8 August 2008

Mediated collective memories: films

Imagining Argentina (2003): the film takes place during the ‘Dirty War’ in the 1970s Buenos Aires, Argentina, where the military regime is abducting those opposed to its rule. Cecilia, a dissident journalist, is kidnapped by the police to join the ranks of the ‘disappeared’. As her husband Carlos, a theatre director, begins to search frantically for her, he realises that he has acquired psychic power that enables him to predict the future. This not only puts him in high demand by those who have also lost a loved one, it helps Carlos to forsee what happens to his wife and other detainess.

Director: Christopher Hampton

Cast

Carlos - Antonio Banderas

Cecilia - Emma Thompson

Victor Madrid - Horacio Flash

Teresa - Leticia Dolera

Gustavo Santos - Kuno Becker

In remembering there are external facts which makes a significant to the process. Features of the environment may trigger this internal cognitive process. These features can play a key role in driving cognitive processes. They not only activate our memories, but also contribute to their making.
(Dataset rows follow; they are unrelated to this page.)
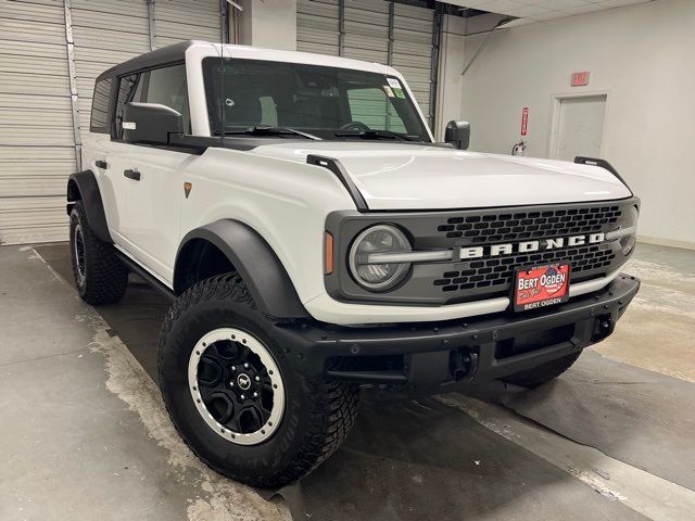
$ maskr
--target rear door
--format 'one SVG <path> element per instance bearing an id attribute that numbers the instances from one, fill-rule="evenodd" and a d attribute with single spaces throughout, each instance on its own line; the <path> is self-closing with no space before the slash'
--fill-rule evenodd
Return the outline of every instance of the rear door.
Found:
<path id="1" fill-rule="evenodd" d="M 176 64 L 141 73 L 134 100 L 160 103 L 184 116 L 190 134 L 186 65 Z M 131 100 L 132 101 L 132 100 Z M 129 253 L 154 275 L 170 282 L 180 240 L 182 175 L 197 156 L 168 147 L 114 143 L 117 169 L 128 185 L 128 212 L 122 233 Z"/>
Films are an important cultural tool not only to reproduce what was said about the past, but also to produce new discourses based on another perspectives. Due to its massive circulation, historical films may shape social representations of the past which can be incorporated into personal narrations. Numeroues studies in the field of memory have shown, that in several cases, it’s quite difficult to distinguish which details of autobiographical memories are based on events that we really experienced and which are acquired through interaction. Thus, films can play a key role in constructing memories, in those cases they need to be more accurate for the sake of the story we present to others.